IAHispano / Applio

A simple, high-quality voice conversion tool focused on ease of use and performance
https://applio.org
MIT License
1.81k stars 292 forks source link

[Feature]: Add audio out of dataset to audio section in TensorBoard #878

Open BornSaint opened 2 days ago

BornSaint commented 2 days ago

Description

When training, the script choose one audio from dataset to be on tensorboard each epoch, but using an audio with same features than the model trained make it hard to see if the training is well enough. I still can see by loss graphic if it's starting to overfit, but hearing the audio could help when can't train for many time and the quality is already acceptable and stop training.

Problem

already in description

Proposed Solution

add an option for cli script to pick an audio, something like, --tensorboard-audio "/path/to/audio/file" and for GUI could just add a gradio element to pick audio.

Alternatives Considered

not exactly an alternative, but would be awesome an auto-stop training when values don't change in a range, like, --auto-stop 10 would stop if model don't get better when finish next 10 epochs, or if get better, reset the count.

BornSaint commented 2 days ago

***my alternative is actually already implemented

BornSaint commented 2 days ago

i guess this commit changes random tensorboard audio to first audio from dataset for evaluation, but it still compromise the reference, like i said my comment in this commit page

the first sample is not used on training? same audio on training and eval could compromise the reference for people training the model, e.g. me. Wouldn't be better if add an option to select external audio for tensorboard instead picking from dataset?
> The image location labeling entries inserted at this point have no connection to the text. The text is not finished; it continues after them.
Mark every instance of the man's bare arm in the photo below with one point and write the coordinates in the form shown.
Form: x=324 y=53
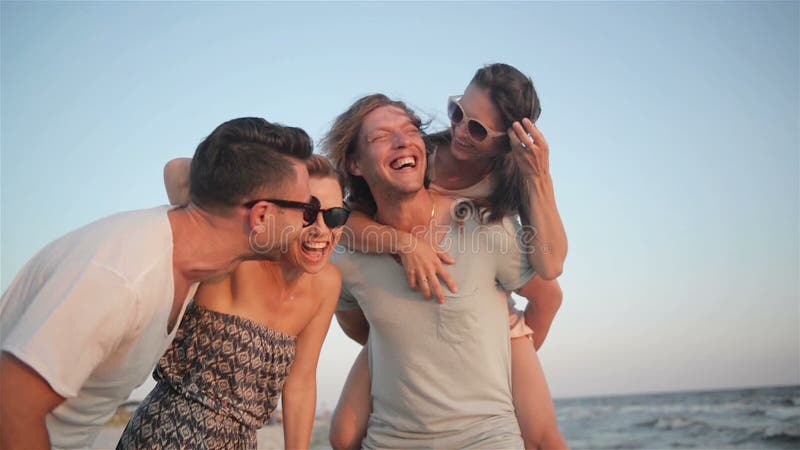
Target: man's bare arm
x=25 y=400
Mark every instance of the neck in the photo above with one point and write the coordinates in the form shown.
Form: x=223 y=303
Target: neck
x=407 y=212
x=205 y=246
x=456 y=174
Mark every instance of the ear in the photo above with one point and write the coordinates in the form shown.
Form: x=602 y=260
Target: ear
x=259 y=214
x=353 y=167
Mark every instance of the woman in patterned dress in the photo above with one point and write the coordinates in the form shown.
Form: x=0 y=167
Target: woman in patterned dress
x=248 y=339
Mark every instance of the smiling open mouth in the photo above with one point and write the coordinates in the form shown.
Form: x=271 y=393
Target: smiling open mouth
x=403 y=163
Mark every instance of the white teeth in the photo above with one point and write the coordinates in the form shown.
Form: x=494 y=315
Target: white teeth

Better alternative is to exclude first sample of training loader and set it exclusively for evaluation**

BornSaint commented 2 days ago

find out these comments in rvc/train/train.py

441 # get the first sample as reference for tensorboard evaluation 442 # custom reference temporarily disabled

i would have any issue enabling it in Applio 3.2.7?

AznamirWoW commented 2 days ago

find out these comments in rvc/train/train.py

441 # get the first sample as reference for tensorboard evaluation 442 # custom reference temporarily disabled i would have any issue enabling it in Applio 3.2.7?
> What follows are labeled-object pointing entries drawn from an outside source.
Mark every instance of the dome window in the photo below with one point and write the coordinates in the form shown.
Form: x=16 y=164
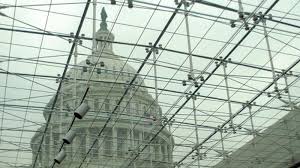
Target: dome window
x=98 y=70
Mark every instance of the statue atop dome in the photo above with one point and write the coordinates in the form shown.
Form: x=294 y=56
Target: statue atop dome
x=103 y=24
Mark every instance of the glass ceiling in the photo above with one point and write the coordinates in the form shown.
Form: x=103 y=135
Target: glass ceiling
x=226 y=59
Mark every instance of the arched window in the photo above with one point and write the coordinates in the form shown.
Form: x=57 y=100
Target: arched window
x=93 y=138
x=106 y=105
x=121 y=142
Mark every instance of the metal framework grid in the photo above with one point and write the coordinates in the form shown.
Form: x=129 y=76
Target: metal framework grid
x=222 y=73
How to create your own reference:

1) prepare a .wav file, no longer than 5 seconds 2) use training tab to create a new model at desired sampling rate, lets say 32000

4) remove True == False and from the train.py code

BornSaint commented 2 days ago

Many thanks, love it! You can close it if you wish.
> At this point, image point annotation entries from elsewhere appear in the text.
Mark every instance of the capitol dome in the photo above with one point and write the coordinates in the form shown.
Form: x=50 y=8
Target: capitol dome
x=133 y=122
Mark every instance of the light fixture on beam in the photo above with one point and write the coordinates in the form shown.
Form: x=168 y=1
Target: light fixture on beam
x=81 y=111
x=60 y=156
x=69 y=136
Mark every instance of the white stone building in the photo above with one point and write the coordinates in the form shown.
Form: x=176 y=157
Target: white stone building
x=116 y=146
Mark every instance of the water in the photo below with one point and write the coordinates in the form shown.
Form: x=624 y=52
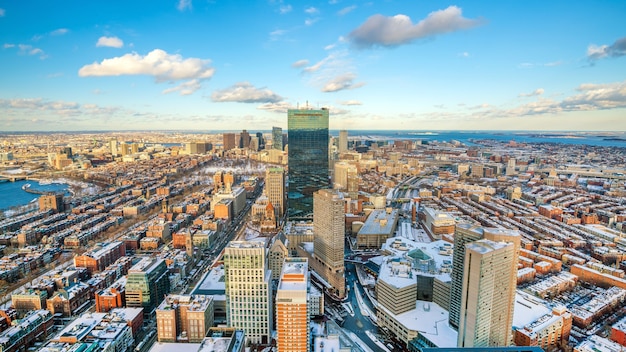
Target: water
x=12 y=194
x=606 y=139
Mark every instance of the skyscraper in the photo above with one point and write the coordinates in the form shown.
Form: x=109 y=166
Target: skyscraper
x=275 y=189
x=292 y=318
x=486 y=317
x=329 y=232
x=277 y=138
x=244 y=139
x=465 y=233
x=308 y=159
x=229 y=141
x=342 y=145
x=248 y=290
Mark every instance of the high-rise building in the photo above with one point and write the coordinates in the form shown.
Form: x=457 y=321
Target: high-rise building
x=342 y=144
x=244 y=139
x=277 y=138
x=184 y=318
x=259 y=136
x=328 y=244
x=308 y=159
x=465 y=233
x=486 y=314
x=229 y=141
x=51 y=201
x=248 y=290
x=147 y=284
x=125 y=147
x=275 y=189
x=114 y=150
x=292 y=318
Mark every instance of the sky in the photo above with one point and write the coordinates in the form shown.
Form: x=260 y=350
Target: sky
x=388 y=65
AirJCovers34 commented 1 day ago

find out these comments in rvc/train/train.py

441 # get the first sample as reference for tensorboard evaluation 442 # custom reference temporarily disabled i would have any issue enabling it in Applio 3.2.7?

How to create your own reference:

  1. prepare a .wav file, no longer than 5 seconds
  2. use training tab to create a new model at desired sampling rate, lets say 32000
  • in preprocess uncheck audio cutting and process audio
  • run preprocess, run feature extraction
  1. move the files to reference folder, rename as listed
  • .wav file from sliced audios, rename to ref32000.wav
  • .wav.npy file from f0 folder, rename to ref32000_f0c.wav
  • .wav.npy file from f0_voiced folder, rename to ref32000_f0f.npy
  • .npy file from v2_extracted folder, rename to ref32000_feats.npy these file should replace what was provided in /logs/reference with 3.2.7 release
  1. remove True == False and from the train.py code

That's exactly what I was trying to do. But when starting the training, I get this error:

Running on local URL:  http://127.0.0.1:6927

To create a public link, set `share=True` in `launch()`.
Starting preprocess with 8 processes...
100%|████████████████████████████████████████████████████████████████████████████████████| 1/1 [00:05<00:00,  5.60s/it]
Preprocess completed in 5.61 seconds on 00:00:04 seconds of audio.
Starting pitch extraction with 8 cores on cuda:0 using rmvpe...
100%|████████████████████████████████████████████████████████████████████████████████████| 1/1 [00:01<00:00,  1.38s/it]
Pitch extraction completed in 7.17 seconds.
Starting embedding extraction with 8 cores on cuda:0...
100%|████████████████████████████████████████████████████████████████████████████████████| 1/1 [00:00<00:00,  2.81it/s]
Embedding extraction completed in 6.87 seconds.
Starting preprocess with 8 processes...
100%|████████████████████████████████████████████████████████████████████████████████████| 1/1 [00:34<00:00, 34.56s/it]
Preprocess completed in 34.56 seconds on 00:34:48 seconds of audio.
Starting pitch extraction with 8 cores on cuda:0 using rmvpe...
  0%|                                                                                            | 0/1 [00:00<?, ?it/s]An error occurred extracting file C:\ApplioV327\logs\Test_BensonBoone\sliced_audios_16k\0_0_0.wav on cuda:0: cuDNN error: CUDNN_STATUS_NOT_SUPPORTED. This error may appear if you passed in a non-contiguous input.
100%|████████████████████████████████████████████████████████████████████████████████████| 1/1 [00:16<00:00, 16.20s/it]
Pitch extraction completed in 21.78 seconds.
Starting embedding extraction with 8 cores on cuda:0...
100%|████████████████████████████████████████████████████████████████████████████████████| 1/1 [00:35<00:00, 35.82s/it]
Embedding extraction completed in 41.39 seconds.
Starting training...
Loaded pretrained (G) 'rvc\models\pretraineds\pretraineds_custom\G-f048k-TITAN-Medium.pth'
Loaded pretrained (D) 'rvc\models\pretraineds\pretraineds_custom\D-f048k-TITAN-Medium.pth'
Process Process-1:
Traceback (most recent call last):
  File "C:\ApplioV327\env\lib\multiprocessing\process.py", line 315, in _bootstrap
    self.run()
  File "C:\ApplioV327\env\lib\multiprocessing\process.py", line 108, in run
    self._target(*self._args, **self._kwargs)
  File "C:\ApplioV327\rvc\train\train.py", line 482, in run
    train_and_evaluate(
  File "C:\ApplioV327\rvc\train\train.py", line 680, in train_and_evaluate
    if loss_mel > 75:
UnboundLocalError: local variable 'loss_mel' referenced before assignment
Saved index file 'C:\ApplioV327\logs\Test_BensonBoone\added_Test_BensonBoone_v2.index'

Any idea what I might be doing wrong? 🤔

AznamirWoW commented 1 day ago

Any idea what I might be doing wrong? 🤔

Dont train on those small references. Use wav, two f0 files and feature file as references instead.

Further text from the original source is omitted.